Carmelo
PISTILLO
Carmelo Pistillo è nato a Termoli nel 1953 e vive a Milano. Ha esordito come poeta, presentato da Antonio Porta, su “Alfabeta” nel 1982. Queste le sue raccolte di poesia: La locanda della chiglia (Corpo 10, 1986, Premio Camaiore Proposte – Opera Prima), L’impalcatura (Corpo 10, 1992, nota critica di Tomaso Kemeny, Premio Speciale Guido Gozzano), Quaderno senza righe (Lieto Colle, 2008, contenente “Lettera a Carmelo” di Milo De Angelis), I ponti, i cerchi (La Vita Felice, 2011, prefazione di Gabriela Fantato e nota critica di Milo De Angelis), Le due versioni del cielo (La Vita Felice, 2013, postfazione di Michele Miniello), Poesia da camera – Kammerpoesie (Stampa2009, 2020, prefazione di Maurizio Cucchi).

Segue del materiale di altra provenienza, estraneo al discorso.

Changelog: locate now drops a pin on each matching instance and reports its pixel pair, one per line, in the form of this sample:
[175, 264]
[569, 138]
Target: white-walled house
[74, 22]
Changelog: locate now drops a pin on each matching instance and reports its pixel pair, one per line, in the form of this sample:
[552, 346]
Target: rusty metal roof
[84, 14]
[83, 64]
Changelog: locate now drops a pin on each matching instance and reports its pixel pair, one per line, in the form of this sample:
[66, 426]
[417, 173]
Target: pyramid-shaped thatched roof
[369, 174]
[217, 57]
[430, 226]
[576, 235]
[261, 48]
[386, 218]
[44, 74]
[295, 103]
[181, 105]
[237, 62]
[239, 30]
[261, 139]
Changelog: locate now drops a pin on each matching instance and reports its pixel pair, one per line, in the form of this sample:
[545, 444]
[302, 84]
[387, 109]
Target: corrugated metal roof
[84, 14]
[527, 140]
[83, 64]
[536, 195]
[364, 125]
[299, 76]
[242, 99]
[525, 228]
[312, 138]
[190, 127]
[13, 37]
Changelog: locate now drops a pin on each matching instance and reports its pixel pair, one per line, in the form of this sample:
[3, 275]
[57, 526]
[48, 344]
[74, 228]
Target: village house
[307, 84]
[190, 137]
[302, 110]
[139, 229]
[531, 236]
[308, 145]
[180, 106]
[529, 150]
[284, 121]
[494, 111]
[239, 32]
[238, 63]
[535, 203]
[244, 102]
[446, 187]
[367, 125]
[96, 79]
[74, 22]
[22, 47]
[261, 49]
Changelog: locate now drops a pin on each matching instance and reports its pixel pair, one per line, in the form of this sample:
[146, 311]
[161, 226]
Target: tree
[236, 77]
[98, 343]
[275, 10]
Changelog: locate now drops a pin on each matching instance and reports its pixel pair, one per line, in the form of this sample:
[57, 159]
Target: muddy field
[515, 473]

È inoltre autore, insieme ad Antonio Porta, dell’antologia Perché tu mi dici: poeta? (2015, prefazione di Maurizio Cucchi, Premio Letterario Camaiore: Menzione Speciale per la Poesia italiana), che raccoglie il loro “teatro di poesia” realizzato negli anni Ottanta, dedicato alla poesia italiana del Novecento e a quella europea dell’Ottocento. Fra le sue pubblicazioni teatrali, i drammi Mabuse (2009) e Passione Van Gogh (2014, postfazione di Virgilio Patarini, Premio Alessandro Fersen per il teatro). Del 2012 è il libro di racconti Ti dico che non ho sognato, del 2017 il romanzo Un uomo a piedi. Del 2020 il suo libro-documento dedicato a Una stagione all’inferno di Arthur Rimbaud.
POESIE
da LA LOCANDA DELLA CHIGLIA
(da CAFFÈ SUL PORTO)
La Locanda della Chiglia
Sottozero il nero china
innamora. Riprenditi i minuti
e lascia la Locanda della Chiglia,
c’è un flamenco ricurvo sulla madre
e dire che potrebbe riaversi. In fretta
riunisco il mio rosso animale e m’invento.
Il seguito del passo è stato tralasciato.